Ask the Audience

A questioning strategy where a learner who is struggling can call on classmates for help, reducing anxiety and keeping the whole class involved.

Discussion
Ask the Audience diagram

What is ask the audience?

  • Pose a question to an individual learner as normal
  • If they struggle, offer the option to "ask the audience" for help
  • Classmates volunteer ideas or the teacher selects a helper
  • The original learner then builds on the support to give their answer

How it works

Ask the audience borrows from the television quiz format. When a learner is asked a question and is visibly struggling, the teacher offers the option to "ask the audience" rather than letting silence become uncomfortable.

This can work in two ways. The learner can nominate someone they think might help, or the teacher can invite suggestions from the class. The key is that the original learner stays involved. They listen to the help offered and then give their own answer, building on what they have heard.

The strategy takes the pressure off individual learners without letting them off the hook entirely. It also keeps the rest of the class engaged because they know they might be called on to help at any moment.

It works especially well in combination with no hands up. The teacher selects who answers, and if that learner needs support, the safety net of "ask the audience" is there. This removes the fear of getting it wrong, which is one of the biggest barriers to participation.

Classroom example

A Year 7 Mathematics and Numeracy lesson in a Carmarthenshire school is exploring fractions. The teacher asks Seren to explain how to find a common denominator. Seren hesitates. The teacher says: "Would you like to ask the audience?" Seren nods. Rhys offers: "You need to find a number both denominators go into." Seren then continues: "So for thirds and quarters, the common denominator would be twelve because both three and four go into twelve." The teacher confirms and the lesson continues.

Curriculum for Wales connection

Ask the audience supports learners in becoming "ambitious, capable learners" by creating a safe environment for taking intellectual risks. It develops the cross-curricular literacy skill of oral communication and works across all AoLEs wherever questioning is used.

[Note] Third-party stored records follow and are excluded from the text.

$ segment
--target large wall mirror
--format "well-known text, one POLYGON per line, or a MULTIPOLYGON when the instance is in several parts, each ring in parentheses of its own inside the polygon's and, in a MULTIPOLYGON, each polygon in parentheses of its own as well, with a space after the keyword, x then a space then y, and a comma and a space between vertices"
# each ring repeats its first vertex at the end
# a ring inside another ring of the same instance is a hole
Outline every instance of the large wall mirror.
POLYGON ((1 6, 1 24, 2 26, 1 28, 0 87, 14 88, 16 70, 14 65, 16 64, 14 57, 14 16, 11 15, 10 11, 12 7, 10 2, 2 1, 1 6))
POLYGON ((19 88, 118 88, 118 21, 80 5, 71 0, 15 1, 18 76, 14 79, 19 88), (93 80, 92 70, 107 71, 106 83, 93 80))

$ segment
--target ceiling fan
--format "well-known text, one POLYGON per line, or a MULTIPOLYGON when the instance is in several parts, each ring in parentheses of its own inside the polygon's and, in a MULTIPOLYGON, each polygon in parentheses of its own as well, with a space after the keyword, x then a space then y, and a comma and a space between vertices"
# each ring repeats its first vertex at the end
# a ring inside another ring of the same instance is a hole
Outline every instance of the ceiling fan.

Rainbow Curriculum's Thinking Tools lens helps you map where strategies like ask the audience are planned across your curriculum, ensuring questioning quality improves consistently.

Tips

  • Always bring the question back to the original learner. They should give the final answer, not just listen.
  • Combine with no hands up so that "ask the audience" is a genuine safety net, not an opt-out.
  • Do not overuse it. If every question leads to "ask the audience", learners stop thinking independently.
  • A common pitfall: the helper gives the full answer. Coach helpers to give hints, not solutions.